Proof. ($\Rightarrow$). Let $x,y$ be any points of $X$ and $\delta>0$ be any number. Put $A=\{x\}$ and $\varepsilon=d(x,y)/2$. Then $y\in A^{2\varepsilon}=(A^\varepsilon)^\varepsilon$. Since
$$\varepsilon+\delta>\varepsilon\ge\operatorname{dist}(y, A^\varepsilon)=
\inf_{z\in A^\varepsilon} d(y,z),$$
there exists a point $z\in A^\varepsilon$ such that $d(y,z)<\varepsilon+\delta$.

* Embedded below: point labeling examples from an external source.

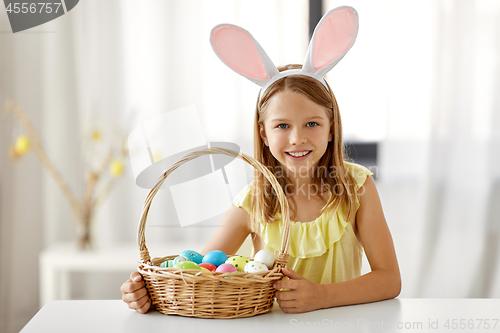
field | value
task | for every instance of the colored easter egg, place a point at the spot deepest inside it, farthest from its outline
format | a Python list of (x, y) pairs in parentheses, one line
[(187, 265), (208, 266), (192, 256), (180, 259), (238, 261), (167, 263), (255, 267), (215, 257), (226, 268), (266, 257)]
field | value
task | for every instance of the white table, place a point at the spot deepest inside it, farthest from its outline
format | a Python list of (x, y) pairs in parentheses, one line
[(396, 315)]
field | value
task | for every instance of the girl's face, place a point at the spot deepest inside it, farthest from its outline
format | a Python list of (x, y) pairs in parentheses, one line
[(297, 132)]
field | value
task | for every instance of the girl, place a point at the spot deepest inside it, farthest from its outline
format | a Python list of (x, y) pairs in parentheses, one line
[(335, 208)]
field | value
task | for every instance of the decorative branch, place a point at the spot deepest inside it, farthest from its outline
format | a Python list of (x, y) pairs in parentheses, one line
[(84, 208), (15, 110)]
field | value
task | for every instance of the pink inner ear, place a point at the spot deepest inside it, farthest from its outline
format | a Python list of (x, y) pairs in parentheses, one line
[(238, 50), (334, 37)]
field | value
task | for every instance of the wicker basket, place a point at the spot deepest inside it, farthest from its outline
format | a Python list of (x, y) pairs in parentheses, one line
[(203, 294)]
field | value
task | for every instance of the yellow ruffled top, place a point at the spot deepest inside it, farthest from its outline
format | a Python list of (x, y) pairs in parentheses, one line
[(325, 250)]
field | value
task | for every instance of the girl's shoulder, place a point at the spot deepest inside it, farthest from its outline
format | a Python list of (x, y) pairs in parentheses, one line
[(243, 198), (358, 172)]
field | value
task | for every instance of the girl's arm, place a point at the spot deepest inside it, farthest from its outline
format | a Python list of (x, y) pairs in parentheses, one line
[(232, 232), (383, 282)]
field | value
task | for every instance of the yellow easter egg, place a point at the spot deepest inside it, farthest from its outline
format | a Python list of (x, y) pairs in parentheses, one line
[(116, 168), (238, 261), (23, 145)]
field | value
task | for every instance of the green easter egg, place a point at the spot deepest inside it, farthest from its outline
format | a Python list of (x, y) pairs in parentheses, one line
[(187, 265), (238, 261)]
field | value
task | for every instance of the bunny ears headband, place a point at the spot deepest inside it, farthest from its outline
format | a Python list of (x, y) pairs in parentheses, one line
[(332, 38)]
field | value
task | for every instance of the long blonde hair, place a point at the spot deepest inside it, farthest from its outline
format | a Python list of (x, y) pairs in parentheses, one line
[(336, 178)]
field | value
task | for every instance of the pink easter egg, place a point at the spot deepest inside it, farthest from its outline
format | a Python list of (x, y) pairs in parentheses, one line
[(209, 266), (226, 268)]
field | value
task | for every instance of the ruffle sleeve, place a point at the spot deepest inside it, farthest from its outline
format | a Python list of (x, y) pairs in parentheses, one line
[(307, 239)]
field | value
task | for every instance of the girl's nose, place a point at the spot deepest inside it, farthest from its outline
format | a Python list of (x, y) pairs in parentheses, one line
[(297, 137)]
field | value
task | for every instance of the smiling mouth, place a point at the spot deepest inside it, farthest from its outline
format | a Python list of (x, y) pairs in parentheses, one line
[(299, 154)]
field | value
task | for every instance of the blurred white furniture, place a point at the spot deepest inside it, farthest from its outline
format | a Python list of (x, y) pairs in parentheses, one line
[(59, 260), (396, 315)]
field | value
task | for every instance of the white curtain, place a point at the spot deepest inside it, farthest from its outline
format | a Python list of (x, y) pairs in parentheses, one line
[(439, 174)]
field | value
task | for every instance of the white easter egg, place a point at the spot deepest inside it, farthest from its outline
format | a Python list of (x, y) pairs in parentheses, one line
[(255, 267), (266, 257)]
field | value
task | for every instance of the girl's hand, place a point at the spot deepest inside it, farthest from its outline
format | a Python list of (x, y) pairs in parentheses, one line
[(302, 296), (134, 293)]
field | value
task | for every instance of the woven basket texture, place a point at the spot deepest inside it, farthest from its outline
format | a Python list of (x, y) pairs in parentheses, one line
[(204, 294)]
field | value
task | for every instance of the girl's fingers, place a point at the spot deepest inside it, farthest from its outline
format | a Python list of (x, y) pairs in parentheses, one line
[(139, 304), (145, 307), (285, 295), (135, 296), (130, 287)]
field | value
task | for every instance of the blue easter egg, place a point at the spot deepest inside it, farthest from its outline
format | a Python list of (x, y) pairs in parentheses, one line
[(167, 263), (192, 256), (215, 257), (180, 259)]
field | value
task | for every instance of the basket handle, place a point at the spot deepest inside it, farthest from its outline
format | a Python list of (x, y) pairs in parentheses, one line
[(285, 243)]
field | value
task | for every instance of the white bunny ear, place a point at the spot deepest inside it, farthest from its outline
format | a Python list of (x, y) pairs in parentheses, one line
[(237, 48), (332, 38)]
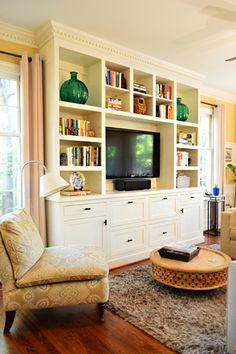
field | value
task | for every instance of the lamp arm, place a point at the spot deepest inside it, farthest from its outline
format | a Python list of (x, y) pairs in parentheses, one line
[(22, 170), (34, 161)]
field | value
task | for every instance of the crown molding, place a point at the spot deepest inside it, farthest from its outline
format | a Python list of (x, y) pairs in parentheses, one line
[(56, 30), (218, 95), (17, 34)]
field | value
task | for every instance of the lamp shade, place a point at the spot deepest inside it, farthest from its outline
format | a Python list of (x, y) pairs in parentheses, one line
[(51, 183)]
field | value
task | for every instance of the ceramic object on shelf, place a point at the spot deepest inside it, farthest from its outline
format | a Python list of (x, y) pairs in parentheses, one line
[(74, 90), (77, 180), (216, 191), (182, 111)]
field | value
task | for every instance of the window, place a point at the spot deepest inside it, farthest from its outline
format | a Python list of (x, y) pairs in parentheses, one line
[(10, 138), (207, 149)]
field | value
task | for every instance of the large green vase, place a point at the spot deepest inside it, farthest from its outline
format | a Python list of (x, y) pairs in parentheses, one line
[(182, 110), (74, 90)]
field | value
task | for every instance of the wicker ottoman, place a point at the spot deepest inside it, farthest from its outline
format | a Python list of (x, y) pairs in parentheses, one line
[(208, 270)]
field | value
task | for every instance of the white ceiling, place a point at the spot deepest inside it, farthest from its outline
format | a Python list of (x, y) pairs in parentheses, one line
[(196, 34)]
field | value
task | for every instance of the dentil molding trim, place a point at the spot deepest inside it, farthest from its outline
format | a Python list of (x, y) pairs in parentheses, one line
[(57, 30), (17, 35)]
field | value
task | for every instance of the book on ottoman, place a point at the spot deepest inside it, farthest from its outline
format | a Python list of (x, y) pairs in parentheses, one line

($\Leftarrow$). Let $A$ be any subset of $X$ and $\varepsilon >0$ be any number. The inclusion $(A^\varepsilon)^\varepsilon\subset A^{2\varepsilon}$ follows from the triangle inequality. Conversely, let $y\in A^{2\varepsilon}$ be any point, $m$ be any natural number, and $\delta=\varepsilon/(3\cdot 2^m)$. There exist a point $x\in A$ with $d(x,y)<2\varepsilon+\delta$ and a point $z\in X$ with $$d(x,z), d(y,z)<d(x,y)/2+\delta/2<\varepsilon+\delta.$$ By induction we can build a sequence $\{x_n\}$ of points of $X$ such that $x_0=x$ and $$d(x_{n-1}, x_n), d(z, x_n)<d(x_{n-1}, z)/2+\delta/2^n$$ for each $n\ge 1$. It follows that for each $n$ we have $d(x_n,z)<(\varepsilon+(n+1)\delta)/2^n$ and so $$d(x_n,y)\le (x_n,z)+d(z,y)<(\varepsilon+(n+1)\delta)/2^n+\varepsilon+\delta.$$ The triangle inequality implies that
$$d(x, x_n)\le\sum_{i=1}^n d(x_{i-1},x_i)< \sum_{i=1}^n d(x_{i-1},z)/2+\delta/2^i< \sum_{i=1}^n (\varepsilon+i\delta)/2^i+\delta/2^i=\varepsilon(1-2^n)+3\delta,$$ where $3=\sum_{i=1}^\infty (i+1)/2^i$. Indeed, let $S$ be the sum of this series. Since $$S-1=\sum_{i=1}^\infty (i+1)/2^i-1/2^i=\sum_{i=1}^\infty i/2^i=\sum_{i=0}^\infty (i+1)/2^{i+1}=1/2+S/2,$$ we have $S=3$. It follows $d(x, x_m)< \varepsilon(1-2^m)+3\varepsilon/(3\cdot 2^m)=\varepsilon,$ so $x_m\in \{x\}^\varepsilon\in A^\varepsilon$. We have $d(x_m,y)<\varepsilon(1+(m+1)/(3\cdot 2^m))/2^m+1+/(3\cdot 2^m))$. The right hand side of this inequality tends to $\varepsilon$ when $m$ tends to the infinity, which follows $y\in (A^\varepsilon)^\varepsilon$. $\square$
Corollary 1. A complete metric space has transitive neighborhoods iff it is a length space.
Proof. See [L, Lemma 2.2.1].
Corollary 2. A complete and locally compact metric space has transitive neighborhoods iff it is geodesic.
Proof. See [L, Lemma 2.2.1 and Theorem 2.2.4].
Corollary 3. If a metric space $(X,d)$ has transitive neighborhoods then for each $x,y\in X$ and each $\delta>0$ there exists a natural number $n$ and a sequence $x=x_1,\dots, x_n=y$ of points of $X$ such that $d(x_i,x_{i+1})<\delta$ for each $i=1,\dots n-1$. $\square$.
References
[L] Urs Lang, Length Spaces (version of November 4, 2013).